Clegg's recent novel Afterlife basically chose itself. Perusing one of the many bookstores I frequent, it all but jumped out at me from the shelf, with the contrasting black and white colors difficult to avoid. The cover is stunning, as well, with that door to what can only be a padded room, and the floating skull in the foreground, it offers a sense of things to come without giving too much away.

Which is what I'm going to attempt, because Afterlife is difficult to summarize. There's a fairly straightforward storyline, but its many character revelations make the decision regarding what to mention and what to hold back difficult. Focusing on the one storyline really makes things move. It's a fast-paced, pocket-sized read.

In the 1970s, a school called the Daylight Project, for children with special abilities, burned down. Now, someone is killing the survivors. One of the recent victims is Janet Hutchinson's husband, Jeff, known as "Hut" and she is left in care of his son Matt and their daughter Livy. Meanwhile, questions about the Hut she thought she knew keep cropping up and she begins to investigate the significance of (and connections among) a red-headed woman who appears on a videotape; a key to the mysterious room 66S; Hut's first wife Amanda, who has voluntarily locked herself in a mental hospital; and renowned author and pop psychic Michael Diamond.

Julie goes through a wrenching nightmare-filled grief process that Clegg chronicles with his usual heightened sensitivity. (No suffering just for the sake of it here; you're going to be right in Julie's head all the way.) Clegg skill at dramatizing Julie's different emotions, as she goes through the Five Stages, stands right up there with Bridge to Terabithia in its realism and lack of exploitation.
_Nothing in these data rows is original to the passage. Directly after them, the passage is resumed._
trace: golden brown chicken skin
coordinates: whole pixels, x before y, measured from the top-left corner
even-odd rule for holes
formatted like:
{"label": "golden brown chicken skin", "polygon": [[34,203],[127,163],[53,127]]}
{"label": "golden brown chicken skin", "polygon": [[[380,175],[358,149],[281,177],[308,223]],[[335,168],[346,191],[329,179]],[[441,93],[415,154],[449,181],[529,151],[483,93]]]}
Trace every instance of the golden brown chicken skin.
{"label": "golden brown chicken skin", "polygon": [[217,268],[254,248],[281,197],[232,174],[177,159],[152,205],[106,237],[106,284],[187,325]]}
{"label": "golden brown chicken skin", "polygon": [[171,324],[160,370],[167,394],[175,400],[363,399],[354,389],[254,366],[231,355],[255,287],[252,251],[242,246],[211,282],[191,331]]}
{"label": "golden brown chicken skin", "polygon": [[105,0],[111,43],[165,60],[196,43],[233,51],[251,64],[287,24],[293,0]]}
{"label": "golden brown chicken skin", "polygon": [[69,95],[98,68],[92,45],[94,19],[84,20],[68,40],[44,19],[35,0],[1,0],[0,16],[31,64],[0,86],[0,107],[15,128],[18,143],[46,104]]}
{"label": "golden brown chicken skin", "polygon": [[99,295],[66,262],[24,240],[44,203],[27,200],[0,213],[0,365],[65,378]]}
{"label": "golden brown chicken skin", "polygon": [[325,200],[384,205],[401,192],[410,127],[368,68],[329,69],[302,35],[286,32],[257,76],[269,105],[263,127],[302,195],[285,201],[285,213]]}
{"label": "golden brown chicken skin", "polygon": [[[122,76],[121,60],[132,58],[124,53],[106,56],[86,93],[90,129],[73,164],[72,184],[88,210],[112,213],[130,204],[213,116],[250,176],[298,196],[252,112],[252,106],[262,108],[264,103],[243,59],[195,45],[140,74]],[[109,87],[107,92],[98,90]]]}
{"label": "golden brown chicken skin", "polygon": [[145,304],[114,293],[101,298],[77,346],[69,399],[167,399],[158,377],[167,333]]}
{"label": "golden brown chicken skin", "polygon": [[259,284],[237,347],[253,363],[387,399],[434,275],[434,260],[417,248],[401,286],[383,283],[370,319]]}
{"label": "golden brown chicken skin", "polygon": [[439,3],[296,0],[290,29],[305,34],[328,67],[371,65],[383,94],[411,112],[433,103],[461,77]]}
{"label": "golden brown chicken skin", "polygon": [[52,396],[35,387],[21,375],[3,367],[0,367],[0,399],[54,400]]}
Afterlife definitely has a different feel to it than Clegg's more "horrific" work. There is plenty of tension, but not the ultra-disturbing subject matter that he often covers, making it ideal for those curious folk in the mainstream. (Certainly, it's the one book of his that I've seen in every bookstore I've been in lately.) And existing Clegg fans will still find his distinctive voice. It's only flaw is an ambiguous ending that, perhaps inadvertently, leaves the door wide open for a sequel. But, then again, is yet another Clegg novel ever cause for lament?